SATISFIED LAWYERS, WITH SOME RESERVATIONS

On Tuesday evening, defenders of Anglophones said they were satisfied with the news, even if they were waiting for more details.

“We are relieved,” said Katherine Korakakis, chair of ECPA, the English Parents’ Committee Association.

“However, there are still many questions that still need to be answered,” she said.

“What happens with students with special needs? What are we going to do to improve the quality of French at primary and secondary level?

There are also a host of other problems with Bill 96, she says, that this change does not solve, including the “freeze” on admissions to English-language CEGEP.

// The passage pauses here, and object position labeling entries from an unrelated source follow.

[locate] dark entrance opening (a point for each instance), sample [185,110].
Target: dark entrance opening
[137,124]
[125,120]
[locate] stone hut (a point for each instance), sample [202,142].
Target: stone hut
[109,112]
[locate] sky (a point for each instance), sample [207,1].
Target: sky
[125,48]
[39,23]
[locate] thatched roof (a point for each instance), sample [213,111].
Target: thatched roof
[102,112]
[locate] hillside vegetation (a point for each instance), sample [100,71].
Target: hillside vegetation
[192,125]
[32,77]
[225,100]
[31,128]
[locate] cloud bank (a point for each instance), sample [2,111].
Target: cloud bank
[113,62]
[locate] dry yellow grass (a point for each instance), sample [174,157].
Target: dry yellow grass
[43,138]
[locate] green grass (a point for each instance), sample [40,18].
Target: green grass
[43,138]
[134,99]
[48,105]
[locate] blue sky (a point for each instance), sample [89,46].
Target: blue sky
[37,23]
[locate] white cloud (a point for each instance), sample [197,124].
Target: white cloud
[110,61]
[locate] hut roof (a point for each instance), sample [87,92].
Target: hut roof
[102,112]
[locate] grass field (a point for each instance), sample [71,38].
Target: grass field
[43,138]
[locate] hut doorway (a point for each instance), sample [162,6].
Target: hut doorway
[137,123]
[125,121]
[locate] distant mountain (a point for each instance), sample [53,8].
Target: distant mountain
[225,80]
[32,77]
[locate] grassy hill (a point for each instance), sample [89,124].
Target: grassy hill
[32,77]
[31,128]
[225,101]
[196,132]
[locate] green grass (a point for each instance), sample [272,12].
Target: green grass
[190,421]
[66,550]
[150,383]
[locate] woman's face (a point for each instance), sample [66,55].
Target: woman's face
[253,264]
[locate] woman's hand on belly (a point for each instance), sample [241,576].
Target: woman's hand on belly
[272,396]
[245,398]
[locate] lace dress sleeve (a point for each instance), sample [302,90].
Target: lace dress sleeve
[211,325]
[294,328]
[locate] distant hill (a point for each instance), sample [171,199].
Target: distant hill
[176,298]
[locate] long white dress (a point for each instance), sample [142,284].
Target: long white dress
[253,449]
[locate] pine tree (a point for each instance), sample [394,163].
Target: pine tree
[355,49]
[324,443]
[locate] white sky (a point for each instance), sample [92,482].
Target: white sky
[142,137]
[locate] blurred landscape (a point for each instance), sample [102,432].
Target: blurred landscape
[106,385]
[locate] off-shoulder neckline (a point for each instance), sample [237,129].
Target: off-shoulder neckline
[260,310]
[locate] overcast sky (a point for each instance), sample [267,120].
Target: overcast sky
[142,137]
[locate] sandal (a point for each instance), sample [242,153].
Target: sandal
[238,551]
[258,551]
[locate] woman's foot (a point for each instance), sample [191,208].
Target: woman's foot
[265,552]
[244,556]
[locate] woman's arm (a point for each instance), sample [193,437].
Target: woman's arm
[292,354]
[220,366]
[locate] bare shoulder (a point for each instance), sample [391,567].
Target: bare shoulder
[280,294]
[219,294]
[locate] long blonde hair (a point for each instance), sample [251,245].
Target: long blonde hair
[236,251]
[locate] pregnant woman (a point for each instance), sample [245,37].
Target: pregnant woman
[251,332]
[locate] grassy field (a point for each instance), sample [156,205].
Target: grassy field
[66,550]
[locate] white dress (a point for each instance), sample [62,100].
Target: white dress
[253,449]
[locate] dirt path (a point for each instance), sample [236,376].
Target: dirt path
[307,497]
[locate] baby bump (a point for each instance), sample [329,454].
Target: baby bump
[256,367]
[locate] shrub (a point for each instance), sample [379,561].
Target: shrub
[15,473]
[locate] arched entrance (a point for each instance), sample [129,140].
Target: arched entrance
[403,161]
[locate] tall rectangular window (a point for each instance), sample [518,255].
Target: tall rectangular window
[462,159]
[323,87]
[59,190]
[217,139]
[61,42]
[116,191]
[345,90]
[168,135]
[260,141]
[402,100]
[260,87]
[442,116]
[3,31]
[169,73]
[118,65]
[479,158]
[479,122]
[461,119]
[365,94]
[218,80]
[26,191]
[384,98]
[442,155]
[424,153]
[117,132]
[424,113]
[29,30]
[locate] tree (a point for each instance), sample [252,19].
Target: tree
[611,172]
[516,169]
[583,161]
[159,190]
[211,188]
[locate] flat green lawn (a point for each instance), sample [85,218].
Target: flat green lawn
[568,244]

Colin Standish, who hours earlier had announced the creation of a new provincial party to defend the rights of Anglophones, told CTV News that the rollback did not change his plans, nor the need for the party, in his opinion. – he’s challenging liberals, and that’s just one example of why, he said.

“It was nevertheless a bad political decision,” he said of the Liberals.

“The [Quebec Liberal Party] caused this problem by his own decision and his own party’s policy. It was in their 27-point plan on French, communicated[d] one month before the announcement of Law 96.”